O aumento no valor do Auxílio Brasil, em agosto de 2022, permitiu que pessoas em vulnerabilidade – principalmente mulheres com responsabilidades de cuidado – abandonassem trabalhos precários e com baixa remuneração. É o que afirma uma nota técnica publicada pelo Instituto de Pesquisa Econômica Aplicada (Ipea).
O estudo encontrou um pequeno efeito de redução na probabilidade de participação na força de trabalho, entre 2,2 e 4,7 pontos percentuais. Não foi encontrado efeito estatisticamente significante sobre o número de horas trabalhadas daqueles que seguiram trabalhando e nem sobre a informalidade.
Utilizando dados longitudinais da Pesquisa Nacional por Amostra de Domicílios Contínua (PNAD-C), os pesquisadores Ricardo Campante e Fábio Veras, da Diretoria de Estudos Internacionais (Dinte/Ipea), analisaram o efeito causal do aumento do piso do benefício de R$ 400 para R$ 600.
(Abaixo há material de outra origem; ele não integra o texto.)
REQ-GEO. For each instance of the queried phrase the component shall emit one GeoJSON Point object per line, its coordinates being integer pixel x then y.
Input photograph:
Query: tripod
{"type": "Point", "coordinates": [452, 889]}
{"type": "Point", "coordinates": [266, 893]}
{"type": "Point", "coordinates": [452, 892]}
Em agosto de 2022, o piso do Auxílio Brasil aumentou 50%, para R$ 600. Com isso, o benefício médio por família passou de R$ 408,80 para R$ 607,88. Em 2023, o Programa Bolsa Família manteve o valor do piso, mas reintroduziu a arquitetura de benefícios variáveis atrelados à composição familiar. Assim, o benefício médio subiu 10,2%, para R$ 670 em março de 2023.
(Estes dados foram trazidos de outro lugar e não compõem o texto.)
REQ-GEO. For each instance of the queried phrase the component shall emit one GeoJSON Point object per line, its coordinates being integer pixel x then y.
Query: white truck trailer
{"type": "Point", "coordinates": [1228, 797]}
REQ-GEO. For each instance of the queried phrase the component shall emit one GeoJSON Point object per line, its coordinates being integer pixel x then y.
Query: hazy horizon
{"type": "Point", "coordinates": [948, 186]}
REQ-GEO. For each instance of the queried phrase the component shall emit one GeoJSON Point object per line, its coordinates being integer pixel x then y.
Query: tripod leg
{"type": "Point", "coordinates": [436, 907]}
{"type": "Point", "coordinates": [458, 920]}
“Antes da pandemia, os estudos sobre o Bolsa Família mostravam que ele não impactava significativamente a participação na força de trabalho. Mas os benefícios do Bolsa Família antes da pandemia tinham um valor mais baixo relativamente à renda da população brasileira do que têm hoje. Isso gerou uma nova preocupação, de que esses valores mais altos no pós-pandemia desincentivassem a oferta de trabalho. Desde então, alguns especialistas investigam se isso aconteceu”, explica o técnico de planejamento e pesquisa Ricardo Campante. “Os resultados contradizem as expectativas de que haveria um grande efeito sobre a oferta de trabalho, pois o impacto é pequeno e concentrado em pessoas que tinham ocupações de trabalho mais precárias, como os trabalhadores por conta-própria informais, empregadas domésticas sem carteira e aqueles que auxiliavam a família sem remuneração.”
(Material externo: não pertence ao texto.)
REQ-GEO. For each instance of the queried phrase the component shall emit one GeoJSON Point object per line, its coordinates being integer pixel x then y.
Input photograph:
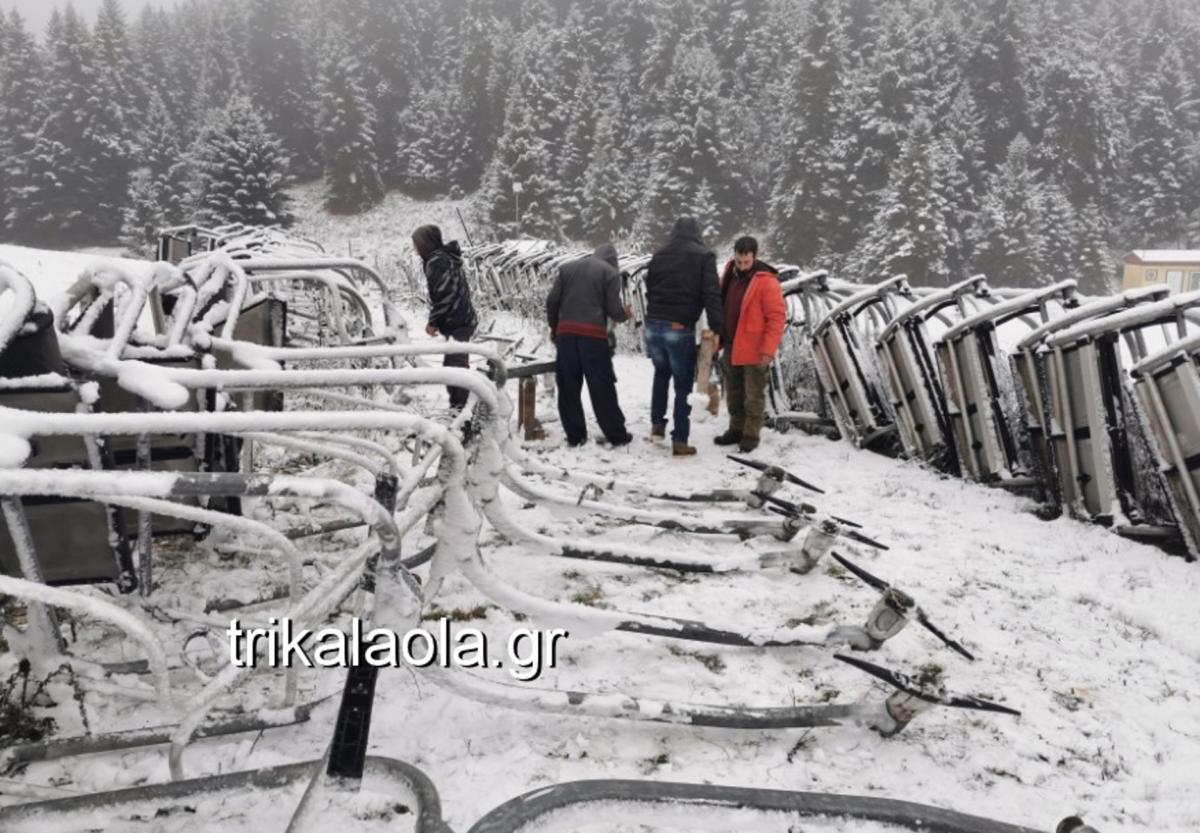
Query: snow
{"type": "Point", "coordinates": [1096, 639]}
{"type": "Point", "coordinates": [52, 273]}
A metodologia usada pelos pesquisadores permitiu o acompanhamento dos mesmos indivíduos antes e depois da majoração do benefício, isolando o impacto do aumento do benefício de outras dinâmicas macroeconômicas e das características idiossincráticas dos beneficiários.
“Essa metodologia é uma das grandes contribuições do estudo. Ninguém tinha olhado para os dados em painel para responder essas perguntas”, afirma Campante.
A análise do perfil sociodemográfico daqueles que deixaram o mercado de trabalho mostra que a evasão foi muito maior entre as mulheres. Elas representam 43% do total dos beneficiários que estavam na força de trabalho antes do aumento, mas 61% dos que saíram do mercado. A proporção é ainda maior entre as mulheres responsáveis pelo cuidado de crianças de até 10 anos – 24% das beneficiárias, mas 38% das que deixaram a força de trabalho.
A necessidade de cuidar dos afazeres domésticos, dos filhos ou de outros parentes foi a principal razão declarada pelos indivíduos que se tornaram inativos, 34,4%. Para os pesquisadores, não houve desincentivo generalizado ao trabalho. No caso de muitas mulheres, o aumento do benefício atuou como um seguro de renda que permitiu que elas redirecionassem seu tempo do mercado de trabalho para as tarefas não remuneradas de cuidado doméstico.
“Esses resultados contrariam crenças de que as pessoas hoje não querem procurar emprego para viver de bolsa família. Na verdade, o aumento fez com que algumas pessoas que já tinham uma inserção mais precária saíssem do mercado de trabalho”, diz o pesquisador.